Notice of Pre-AIA  or AIA  Status
The present application, filed on or after March 16, 2013, is being examined under the first inventor to file provisions of the AIA .

DETAILED ACTION

Claim Rejections - 35 USC § 101
Applicant’s amendment of claim 20 to recite a non-transitory computer readable medium suffices to obviate 35 U.S.C. 101 rejection of the claim.

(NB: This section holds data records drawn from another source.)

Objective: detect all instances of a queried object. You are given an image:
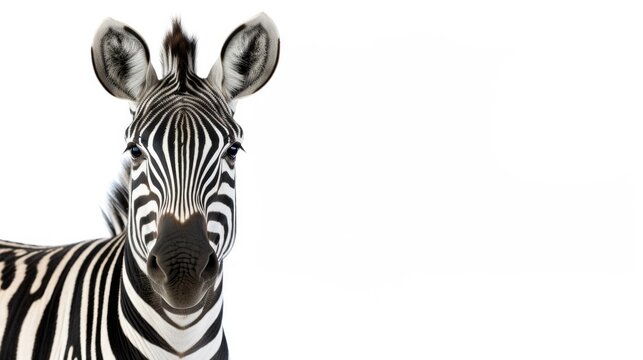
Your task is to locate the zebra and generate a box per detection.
[0,13,280,360]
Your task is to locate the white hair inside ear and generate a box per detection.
[208,13,279,103]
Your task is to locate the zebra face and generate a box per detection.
[92,14,279,309]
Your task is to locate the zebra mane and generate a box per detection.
[101,160,130,236]
[161,19,196,88]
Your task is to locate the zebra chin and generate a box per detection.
[152,282,214,310]
[147,215,220,310]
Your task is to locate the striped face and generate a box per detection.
[126,76,242,308]
[92,14,279,309]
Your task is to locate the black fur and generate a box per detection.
[163,19,196,91]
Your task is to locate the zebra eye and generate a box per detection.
[226,143,243,160]
[128,144,143,159]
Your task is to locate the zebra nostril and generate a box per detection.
[147,255,165,282]
[201,253,219,280]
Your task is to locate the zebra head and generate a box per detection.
[92,14,279,309]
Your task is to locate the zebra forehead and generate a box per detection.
[126,94,243,144]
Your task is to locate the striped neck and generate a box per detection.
[118,238,227,359]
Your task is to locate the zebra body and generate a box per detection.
[0,14,279,360]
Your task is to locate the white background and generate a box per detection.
[0,0,643,360]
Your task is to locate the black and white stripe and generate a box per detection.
[0,14,279,359]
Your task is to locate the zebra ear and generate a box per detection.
[208,13,279,102]
[92,18,158,101]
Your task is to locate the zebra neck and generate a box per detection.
[118,238,227,359]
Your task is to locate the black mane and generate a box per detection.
[162,19,196,88]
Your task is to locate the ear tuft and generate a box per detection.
[92,18,156,101]
[208,13,280,101]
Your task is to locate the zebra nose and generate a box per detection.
[147,215,219,287]
[147,255,167,284]
[147,250,219,284]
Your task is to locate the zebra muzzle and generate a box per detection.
[147,215,219,309]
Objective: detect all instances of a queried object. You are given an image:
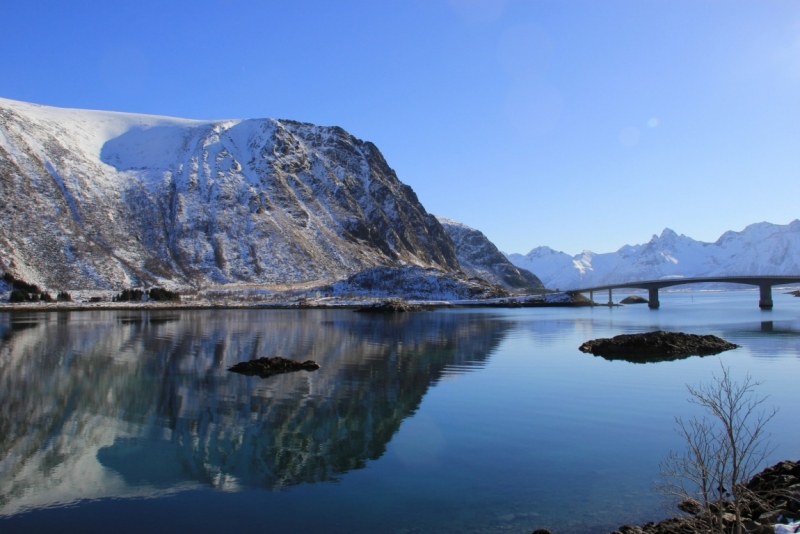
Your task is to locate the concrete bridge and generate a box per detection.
[567,275,800,310]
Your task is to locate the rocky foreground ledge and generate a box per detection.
[578,330,739,362]
[228,356,319,378]
[533,460,800,534]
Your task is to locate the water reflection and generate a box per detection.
[0,310,512,515]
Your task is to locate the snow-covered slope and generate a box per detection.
[436,215,543,291]
[0,99,459,289]
[507,220,800,290]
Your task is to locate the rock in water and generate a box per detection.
[355,300,428,313]
[619,295,649,304]
[228,356,319,378]
[579,330,739,362]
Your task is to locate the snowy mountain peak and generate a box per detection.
[508,220,800,289]
[0,99,459,289]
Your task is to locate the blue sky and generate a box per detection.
[0,0,800,254]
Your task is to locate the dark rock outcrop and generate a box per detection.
[619,295,649,304]
[592,461,800,534]
[579,330,738,362]
[354,299,430,313]
[228,356,319,378]
[436,216,544,292]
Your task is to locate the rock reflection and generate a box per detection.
[0,310,511,515]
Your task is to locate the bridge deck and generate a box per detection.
[567,275,800,310]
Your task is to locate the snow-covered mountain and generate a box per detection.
[436,215,544,291]
[0,99,459,289]
[507,220,800,290]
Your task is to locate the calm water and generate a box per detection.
[0,291,800,533]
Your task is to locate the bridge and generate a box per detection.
[567,275,800,310]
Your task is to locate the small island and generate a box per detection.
[619,295,650,304]
[228,356,320,378]
[578,330,739,363]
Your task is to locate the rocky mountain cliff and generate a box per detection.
[0,99,459,289]
[508,220,800,290]
[436,215,544,291]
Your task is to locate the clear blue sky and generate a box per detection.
[0,0,800,254]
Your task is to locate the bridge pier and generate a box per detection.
[758,284,772,310]
[647,287,659,310]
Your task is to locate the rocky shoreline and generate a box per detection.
[0,294,590,312]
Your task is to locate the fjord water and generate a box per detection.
[0,291,800,533]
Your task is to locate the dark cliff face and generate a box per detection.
[0,100,459,289]
[438,217,544,291]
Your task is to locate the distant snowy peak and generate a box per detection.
[0,99,459,289]
[507,220,800,289]
[436,215,543,292]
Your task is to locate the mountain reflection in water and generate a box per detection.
[0,310,512,515]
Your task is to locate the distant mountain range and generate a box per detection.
[0,98,800,298]
[506,220,800,290]
[0,99,540,294]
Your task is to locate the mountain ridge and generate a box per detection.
[0,94,459,289]
[506,219,800,290]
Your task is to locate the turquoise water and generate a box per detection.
[0,291,800,533]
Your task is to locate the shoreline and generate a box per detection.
[0,298,608,313]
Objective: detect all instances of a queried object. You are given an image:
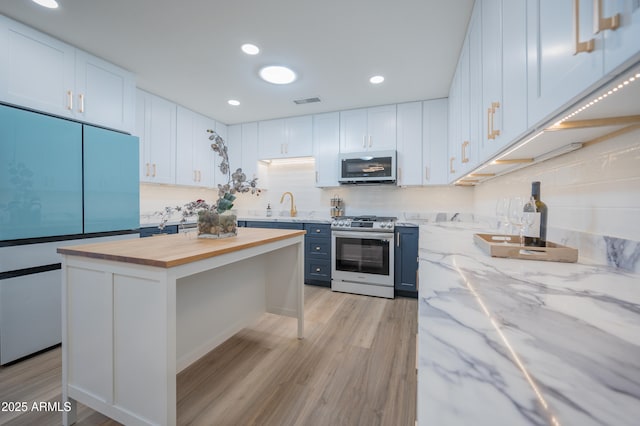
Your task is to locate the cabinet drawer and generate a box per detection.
[304,259,331,281]
[304,223,331,238]
[305,238,331,259]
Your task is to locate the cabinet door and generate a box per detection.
[136,90,177,184]
[397,102,424,186]
[0,105,82,240]
[422,99,449,185]
[284,115,313,158]
[313,112,340,188]
[394,226,419,292]
[258,119,286,160]
[340,109,368,152]
[367,105,396,151]
[527,0,604,127]
[0,16,75,117]
[83,126,140,233]
[242,123,258,183]
[602,0,640,73]
[74,50,136,133]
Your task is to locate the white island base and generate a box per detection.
[59,228,304,425]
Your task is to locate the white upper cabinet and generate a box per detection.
[135,89,176,183]
[75,50,136,133]
[480,0,527,158]
[340,105,396,152]
[396,102,424,186]
[313,112,340,187]
[258,115,313,160]
[176,106,217,188]
[600,0,640,74]
[422,99,449,185]
[0,16,135,133]
[527,0,640,127]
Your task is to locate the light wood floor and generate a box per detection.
[0,286,417,426]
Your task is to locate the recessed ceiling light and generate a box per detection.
[33,0,58,9]
[240,43,260,55]
[260,65,296,84]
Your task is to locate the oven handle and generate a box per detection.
[332,231,393,241]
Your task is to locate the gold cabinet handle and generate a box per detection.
[491,102,500,139]
[461,141,469,163]
[573,0,596,55]
[593,0,620,34]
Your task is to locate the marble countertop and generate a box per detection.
[418,223,640,426]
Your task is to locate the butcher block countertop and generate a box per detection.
[58,228,306,268]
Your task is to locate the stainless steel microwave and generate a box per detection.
[338,151,396,184]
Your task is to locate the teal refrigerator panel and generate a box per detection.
[0,105,82,240]
[84,125,140,233]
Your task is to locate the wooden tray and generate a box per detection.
[473,234,578,263]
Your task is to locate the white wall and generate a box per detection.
[474,126,640,241]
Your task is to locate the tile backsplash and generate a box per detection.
[140,130,640,271]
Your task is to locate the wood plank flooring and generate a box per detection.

Claim Rejections - 35 USC § 103

In the event the determination of the status of the application as subject to AIA  35 U.S.C. 102 and 103 (or as subject to pre-AIA  35 U.S.C. 102 and 103) is incorrect, any correction of the statutory basis for the rejection will not be considered a new ground of rejection if the prior art relied upon, and the rationale supporting the rejection, would be the same under either status.  
The following is a quotation of 35 U.S.C. 103 which forms the basis for all obviousness rejections set forth in this Office action:
A patent for a claimed invention may not be obtained, notwithstanding that the claimed invention is not identically disclosed as set forth in section 102 of this title, if the differences between the claimed invention and the prior art are such that the claimed invention as a whole would have been obvious before the effective filing date of the claimed invention to a person having ordinary skill in the art to which the claimed invention pertains.  Patentability shall not be negated by the manner in which the invention was made.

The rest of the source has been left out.